Manusia jatuh ke dalam dosa dan akibatnya harus terhilang dari Allah untuk selamanya. Allah sangat mengasihi akan manusia. Yohanes 3:16 “Karena begitu besar Kasih Allah akan dunia ini, sehingga Ia telah mengaruniakan Anak-Nya yang tanggal, supaya setiap orang yang percaya kepada-Nya tidak binasa, melainkan beroleh hidup yang kekal.” Kematian Yesus di kayu salib menggantikan kita yang seharusnya dihukum karena dosa-dosa kita. Tuhan Yesus membebaskan kita dari belenggu dosa. Mungkin saat ini kita merasa terhilang dari Tuhan dan berdosa di hadapan Tuhan dan tidak ada jaminan yang pasti. Di dalam Yesus ada jaminan keselamatan yang kekal.

Langkah apa yang harus diambil supaya kita tidak terhilang?
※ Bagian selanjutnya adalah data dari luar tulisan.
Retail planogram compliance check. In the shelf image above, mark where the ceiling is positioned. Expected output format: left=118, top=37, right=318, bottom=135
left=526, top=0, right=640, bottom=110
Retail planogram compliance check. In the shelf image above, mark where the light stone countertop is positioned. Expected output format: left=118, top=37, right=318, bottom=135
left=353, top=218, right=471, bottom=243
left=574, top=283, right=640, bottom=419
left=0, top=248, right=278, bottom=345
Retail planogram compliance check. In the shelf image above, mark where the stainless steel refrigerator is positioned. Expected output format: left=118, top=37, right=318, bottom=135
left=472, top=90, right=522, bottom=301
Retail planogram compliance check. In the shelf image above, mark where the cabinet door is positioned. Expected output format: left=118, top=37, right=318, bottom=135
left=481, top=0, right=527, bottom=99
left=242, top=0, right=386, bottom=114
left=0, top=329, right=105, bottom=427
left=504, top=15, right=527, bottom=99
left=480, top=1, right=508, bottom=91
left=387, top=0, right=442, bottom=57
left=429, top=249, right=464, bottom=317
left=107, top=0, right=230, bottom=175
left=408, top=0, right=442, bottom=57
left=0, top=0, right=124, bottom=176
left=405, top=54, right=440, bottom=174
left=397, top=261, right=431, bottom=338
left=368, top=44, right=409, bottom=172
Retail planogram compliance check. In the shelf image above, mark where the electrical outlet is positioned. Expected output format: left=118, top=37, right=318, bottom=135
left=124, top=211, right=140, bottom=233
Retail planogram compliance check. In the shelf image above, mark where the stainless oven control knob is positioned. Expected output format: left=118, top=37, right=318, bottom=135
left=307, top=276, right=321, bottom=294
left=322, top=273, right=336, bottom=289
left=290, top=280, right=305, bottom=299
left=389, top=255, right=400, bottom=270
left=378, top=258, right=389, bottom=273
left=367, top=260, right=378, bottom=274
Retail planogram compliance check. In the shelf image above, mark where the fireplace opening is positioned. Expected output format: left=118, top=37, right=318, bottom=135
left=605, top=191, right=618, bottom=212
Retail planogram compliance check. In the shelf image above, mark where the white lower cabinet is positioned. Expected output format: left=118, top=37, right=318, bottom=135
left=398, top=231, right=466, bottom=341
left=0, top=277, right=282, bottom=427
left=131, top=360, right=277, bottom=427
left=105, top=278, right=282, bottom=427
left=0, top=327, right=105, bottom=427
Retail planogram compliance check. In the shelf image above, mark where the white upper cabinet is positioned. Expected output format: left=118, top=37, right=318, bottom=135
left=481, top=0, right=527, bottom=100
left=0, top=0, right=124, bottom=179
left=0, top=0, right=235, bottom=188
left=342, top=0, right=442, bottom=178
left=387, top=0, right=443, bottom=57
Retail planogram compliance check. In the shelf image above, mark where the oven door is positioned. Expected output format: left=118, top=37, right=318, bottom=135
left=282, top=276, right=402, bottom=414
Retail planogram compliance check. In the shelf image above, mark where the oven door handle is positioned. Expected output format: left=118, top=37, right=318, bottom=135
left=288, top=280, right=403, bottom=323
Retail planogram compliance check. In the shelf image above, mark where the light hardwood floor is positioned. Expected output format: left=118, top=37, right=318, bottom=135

Akuilah bahwa kita orang yang berdosa, akui kalau kita tidak mampu untuk menyelamatkan diri kita sendiri, lalu percaya kepada Tuhan Yesus bahwa Tuhan Yesus menyelamatkan hidup kita. Terimalah Tuhan Yesus sebagai Tuhan dan Juruselamat dalam kehidupan Saudara. Ketika kita menerima Tuhan Yesus maka kita diselamatkan. Imani bahwa ketika kita menerima Tuhan Yesus sebagai Tuhan dan Juruselamat kita diselamatkan.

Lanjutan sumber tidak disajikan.